The inherent idiocy of this should be immediately obvious to even the simplest of readers; however, for those lacking such cranial capacity, such as literary critics, I’ll explain it. If George Orwell decided to write a novel in a style and frame of mind unused for centuries, thoroughly rejecting post-modernism in favor of something more to his liking, would it be fair to attack the work for not being "modern?" Would it make any sense at all? Of course not; and no one would do such a thing, but they do it to Tolkien all the time. Perhaps because they lack better arguments, which is quite possible.

Post-modernists deride Tolkien for several reasons: lackluster poetic ability (which I’ll concede, but so what?), "archaism," not confining to the pointlessly rigid post-modernist style which, oddly enough, is based upon rejecting rigid structures (you’d think these people would love him!), not infusing irony or any other similarly modern inventions into his work, and for being too prosaic.

Whatever.

First off, his prose is fine; great, even. Certainly it does the job of transporting the reader out of a more modern, twentieth-century frame of mind (Cockney accents and other anachronisms notwithstanding), and into one dating back before recorded history; yet more elegant than humanity will ever know. And frankly, if anyone gets to criticize prose skills, it would be a philologist like Tolkien; certainly one of his eminence gets a certain amount of slack in this regard. Who do you think is more qualified to evaluate prose authenticity, anyway: a snobby New York Times lit critic, or the most preeminent linguist of a time where linguists were fairly prominent and numerous?

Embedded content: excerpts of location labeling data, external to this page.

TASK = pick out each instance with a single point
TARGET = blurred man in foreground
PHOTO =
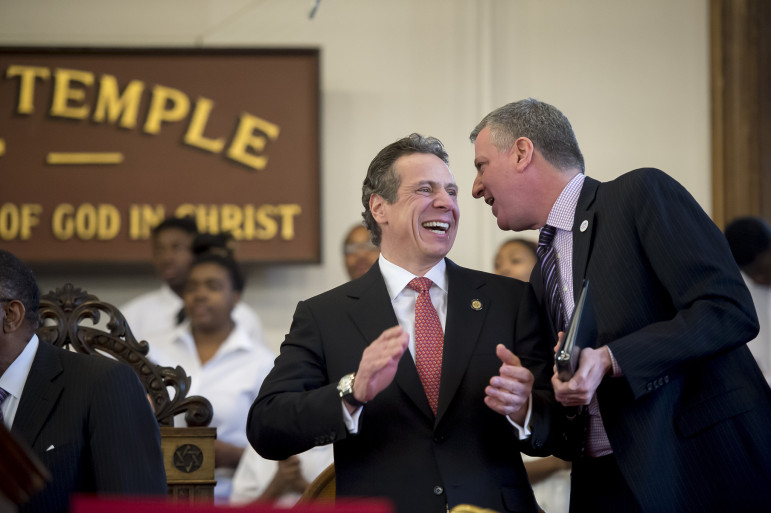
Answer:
(86, 417)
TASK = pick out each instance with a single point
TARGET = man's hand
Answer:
(379, 363)
(592, 367)
(509, 392)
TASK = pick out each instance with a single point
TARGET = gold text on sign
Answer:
(166, 105)
(57, 158)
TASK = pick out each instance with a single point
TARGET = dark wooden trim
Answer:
(741, 108)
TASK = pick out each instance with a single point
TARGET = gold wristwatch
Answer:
(345, 389)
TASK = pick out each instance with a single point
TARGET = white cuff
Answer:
(523, 431)
(351, 419)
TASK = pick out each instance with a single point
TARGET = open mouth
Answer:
(437, 227)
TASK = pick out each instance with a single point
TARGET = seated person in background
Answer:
(157, 313)
(85, 417)
(549, 476)
(278, 482)
(283, 482)
(750, 241)
(359, 252)
(226, 364)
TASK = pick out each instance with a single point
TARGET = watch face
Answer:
(345, 384)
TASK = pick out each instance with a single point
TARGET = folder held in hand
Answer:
(581, 333)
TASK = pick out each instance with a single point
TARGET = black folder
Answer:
(581, 333)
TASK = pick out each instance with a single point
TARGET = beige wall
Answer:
(632, 77)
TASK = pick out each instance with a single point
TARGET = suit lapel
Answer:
(582, 238)
(373, 313)
(41, 392)
(464, 323)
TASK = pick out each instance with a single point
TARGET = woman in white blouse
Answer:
(226, 364)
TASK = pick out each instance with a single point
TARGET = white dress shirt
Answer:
(154, 315)
(403, 301)
(14, 378)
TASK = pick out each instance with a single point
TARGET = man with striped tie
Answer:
(420, 372)
(676, 412)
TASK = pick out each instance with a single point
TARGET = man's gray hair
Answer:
(543, 124)
(382, 178)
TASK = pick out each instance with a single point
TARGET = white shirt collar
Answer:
(397, 278)
(14, 378)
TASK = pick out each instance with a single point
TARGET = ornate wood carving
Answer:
(63, 322)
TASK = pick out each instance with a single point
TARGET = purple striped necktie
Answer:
(3, 395)
(547, 258)
(429, 341)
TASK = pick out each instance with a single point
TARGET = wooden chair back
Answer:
(71, 318)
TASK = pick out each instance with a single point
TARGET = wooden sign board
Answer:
(97, 146)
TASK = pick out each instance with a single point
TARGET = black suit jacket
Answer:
(467, 454)
(88, 420)
(690, 420)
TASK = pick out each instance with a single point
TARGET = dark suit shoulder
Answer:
(644, 177)
(476, 278)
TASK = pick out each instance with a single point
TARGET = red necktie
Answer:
(429, 340)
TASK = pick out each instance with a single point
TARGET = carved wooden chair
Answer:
(188, 453)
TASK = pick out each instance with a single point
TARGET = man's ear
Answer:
(377, 206)
(14, 316)
(522, 152)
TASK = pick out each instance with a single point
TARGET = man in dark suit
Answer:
(85, 417)
(353, 369)
(676, 411)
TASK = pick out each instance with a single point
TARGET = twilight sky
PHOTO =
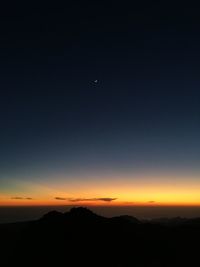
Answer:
(132, 138)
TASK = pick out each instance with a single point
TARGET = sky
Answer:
(99, 104)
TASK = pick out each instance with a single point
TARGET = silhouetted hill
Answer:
(82, 238)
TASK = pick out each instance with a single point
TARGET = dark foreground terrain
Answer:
(82, 238)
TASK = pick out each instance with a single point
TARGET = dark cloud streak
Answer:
(105, 199)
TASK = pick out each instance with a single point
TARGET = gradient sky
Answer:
(132, 138)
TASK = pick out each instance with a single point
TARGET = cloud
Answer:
(105, 199)
(151, 201)
(22, 198)
(60, 198)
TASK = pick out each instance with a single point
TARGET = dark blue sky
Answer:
(144, 112)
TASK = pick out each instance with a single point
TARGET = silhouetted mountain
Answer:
(82, 238)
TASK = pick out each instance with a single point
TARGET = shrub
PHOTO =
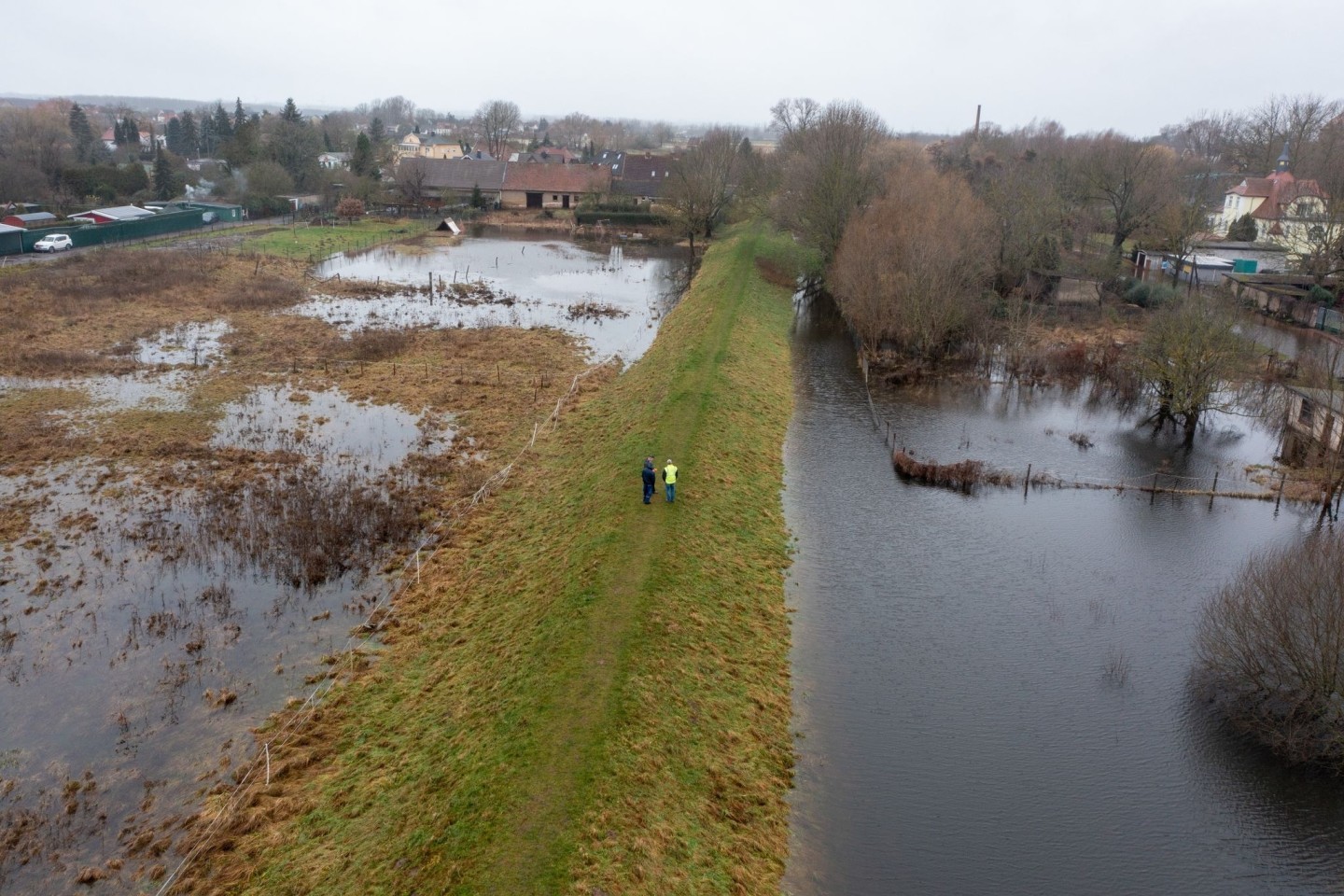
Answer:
(1148, 294)
(350, 208)
(1270, 651)
(1137, 293)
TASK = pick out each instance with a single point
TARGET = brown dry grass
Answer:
(561, 707)
(78, 315)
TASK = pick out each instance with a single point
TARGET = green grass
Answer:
(302, 242)
(586, 693)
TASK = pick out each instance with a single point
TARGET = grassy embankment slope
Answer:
(586, 693)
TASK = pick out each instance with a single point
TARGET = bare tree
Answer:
(1270, 649)
(412, 176)
(700, 182)
(1179, 223)
(350, 208)
(914, 263)
(1187, 360)
(497, 119)
(830, 172)
(573, 129)
(791, 117)
(1016, 176)
(1130, 180)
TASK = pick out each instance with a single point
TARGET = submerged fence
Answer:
(968, 474)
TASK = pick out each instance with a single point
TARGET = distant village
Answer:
(1239, 195)
(69, 164)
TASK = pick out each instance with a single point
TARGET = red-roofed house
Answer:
(1285, 210)
(553, 186)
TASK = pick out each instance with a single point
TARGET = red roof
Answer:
(558, 179)
(1254, 187)
(1280, 191)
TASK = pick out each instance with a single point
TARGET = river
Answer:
(991, 692)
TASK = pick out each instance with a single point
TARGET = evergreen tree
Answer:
(132, 179)
(220, 124)
(208, 141)
(165, 182)
(174, 136)
(362, 160)
(290, 113)
(1243, 230)
(82, 133)
(189, 138)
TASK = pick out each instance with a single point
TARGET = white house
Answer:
(1285, 210)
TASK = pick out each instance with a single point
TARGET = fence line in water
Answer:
(374, 623)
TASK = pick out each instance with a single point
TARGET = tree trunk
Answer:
(1191, 426)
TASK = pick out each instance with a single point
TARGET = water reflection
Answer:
(956, 658)
(534, 282)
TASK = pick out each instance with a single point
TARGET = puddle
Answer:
(192, 343)
(329, 425)
(164, 391)
(537, 282)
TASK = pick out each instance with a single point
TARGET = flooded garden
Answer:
(991, 690)
(210, 481)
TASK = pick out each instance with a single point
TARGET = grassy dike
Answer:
(585, 694)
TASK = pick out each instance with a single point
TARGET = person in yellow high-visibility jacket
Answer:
(669, 480)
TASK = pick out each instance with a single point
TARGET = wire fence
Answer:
(1258, 485)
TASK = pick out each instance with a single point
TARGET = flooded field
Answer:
(218, 525)
(611, 296)
(991, 691)
(141, 624)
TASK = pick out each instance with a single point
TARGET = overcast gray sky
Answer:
(924, 66)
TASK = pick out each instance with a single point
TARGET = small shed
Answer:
(11, 239)
(30, 219)
(112, 216)
(1315, 419)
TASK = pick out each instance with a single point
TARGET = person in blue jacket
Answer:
(650, 479)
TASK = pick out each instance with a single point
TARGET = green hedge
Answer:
(619, 217)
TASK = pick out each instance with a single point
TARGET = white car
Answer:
(54, 244)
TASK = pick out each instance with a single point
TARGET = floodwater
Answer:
(152, 617)
(991, 691)
(1298, 343)
(534, 282)
(144, 629)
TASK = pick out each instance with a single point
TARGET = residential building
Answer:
(112, 216)
(332, 160)
(644, 176)
(1285, 210)
(30, 219)
(427, 147)
(455, 180)
(553, 186)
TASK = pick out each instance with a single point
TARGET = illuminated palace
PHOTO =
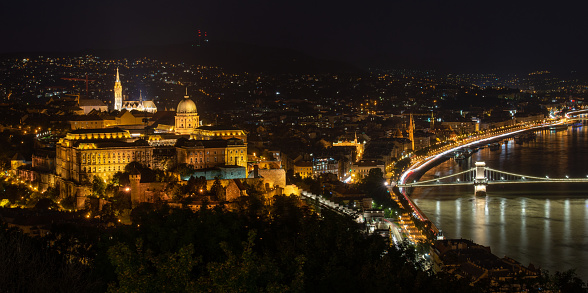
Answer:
(120, 103)
(85, 153)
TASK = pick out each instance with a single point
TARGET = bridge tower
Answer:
(480, 181)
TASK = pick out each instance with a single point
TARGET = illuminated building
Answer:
(218, 132)
(120, 104)
(211, 153)
(117, 93)
(303, 168)
(186, 116)
(85, 153)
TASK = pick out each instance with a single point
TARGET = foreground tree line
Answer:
(277, 246)
(262, 246)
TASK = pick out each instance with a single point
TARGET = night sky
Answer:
(465, 36)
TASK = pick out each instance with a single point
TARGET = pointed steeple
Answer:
(118, 98)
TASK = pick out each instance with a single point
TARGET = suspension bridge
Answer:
(481, 176)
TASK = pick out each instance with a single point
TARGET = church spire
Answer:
(117, 93)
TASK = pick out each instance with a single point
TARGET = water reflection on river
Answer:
(543, 224)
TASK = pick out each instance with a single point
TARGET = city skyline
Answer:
(454, 37)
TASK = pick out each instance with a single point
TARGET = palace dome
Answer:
(186, 106)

I’m not even going to address the charges that he doesn’t use irony, or allegory, or any such device, which somehow makes his writing unacceptable; I already have, more or less, and he eschews them for something far more important, far grander and more elegant, which is plot. Tolkien, in The Lord of the Rings, is telling a story told thousands of times before, yet never told as well; the story of a powerless, contented figure completely irrelevant to the politics of his world suddenly becoming the most powerful figure on it is timeless, and what Tolkien weaves around it are themes as grand, majestic and ancient as the nature he so reveres: betrayal, love and loss, loyalty, honor, greed, good, evil, lust, power, death, decay, the birth and death of a society, life, afterlife, the decline of a culture, industrialism (not, perhaps, as ancient as nature, but still…), destruction and finally the Nature of Man.

But I keep forgetting; Tolkien’s irrelevant. Let’s all go read Gravity’s Rainbow and pretend it’s better than that crap the masses enjoy (shudder!).